Realisatiemacht: Het vermogen van actoren om beleid te implementeren en uit


te voeren. Bijvoorbeeld, ambtenaren die verantwoordelijk zijn voor de uitvoering
van wetten.
Hindermacht: Het vermogen van actoren om de voortgang van beleid te
belemmeren. Bijvoorbeeld, pressiegroepen die beleid proberen tegen te houden.

Dit zijn de kernpunten van het systeemmodel en het barrièremodel, samen met
de begrippen realisatiemacht en hindermacht.

6.4
Invloeden op Besluitvorming

In het besluitvormingsproces worden verschillende omgevingsfactoren


meegenomen:

Demografische Factoren:
Bevolkingssamenstelling beïnvloedt beslissingen, zoals bij vergrijzing en
zorgbeleid.

Ecologische Factoren: Milieukwesties, zoals de stijging van de zeespiegel, kunnen


investeringen in infrastructuur beïnvloeden.

Culturele Factoren: Veranderingen in culturele opvattingen, zoals acceptatie van


het homohuwelijk, leiden tot nieuwe wetgeving.
Sociale Factoren: Besluiten kunnen de sociale cohesie en gelijkheid beïnvloeden,
zoals bij de openstelling van het burgerlijk huwelijk.

Economische Factoren: Economische groei of crisis bepaalt de mogelijkheden


voor beleidsbeslissingen.

Technologische Factoren: Nieuwe technologieën vragen vaak om aangepaste


wetgeving, bijvoorbeeld in reactie op de opkomst van het internet.

Pressiegroepen en politieke partijen spelen een rol:

Pressiegroepen: Ze oefenen druk uit op politiek om specifieke belangen te


behartigen, zoals vakbonden of werkgeversverenigingen.

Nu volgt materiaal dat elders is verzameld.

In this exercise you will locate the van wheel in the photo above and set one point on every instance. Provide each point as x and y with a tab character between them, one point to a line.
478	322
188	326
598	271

Politieke Partijen: Nemen deel aan verkiezingen en hebben bredere ideologische


doelen voor de samenleving.

Massamedia beïnvloedt de besluitvorming:

Cultivatiehypothese: Overmatige blootstelling aan negatieve mediaberichten kan


leiden tot een vertekend wereldbeeld.

Opinieleidershypothese: Invloed van media gaat via opinieleiders die normen,


waarden, en gedrag beïnvloeden.

Media Framing Hypothese: De manier waarop media een onderwerp presenteren,


bepaalt hoe mensen erover denken.

Selectiviteits Hypothese: Mensen kiezen welke informatie ze volgen, wat hun


mening kan beïnvloeden.

Globalisering is een groeiende invloed:

Definitie: Toenemende internationale relaties beïnvloeden besluitvorming.


Effecten: Verhoogde invloed van multinationals, veranderingen in handel,
migratie, en meer onderlinge afhankelijkheid tussen landen.

Positieve en Negatieve Aspecten: Voorstanders benadrukken economische groei


en samenwerking, terwijl critici zich zorgen maken over overconsumptie,
milieuproblemen, en culturele veranderingen.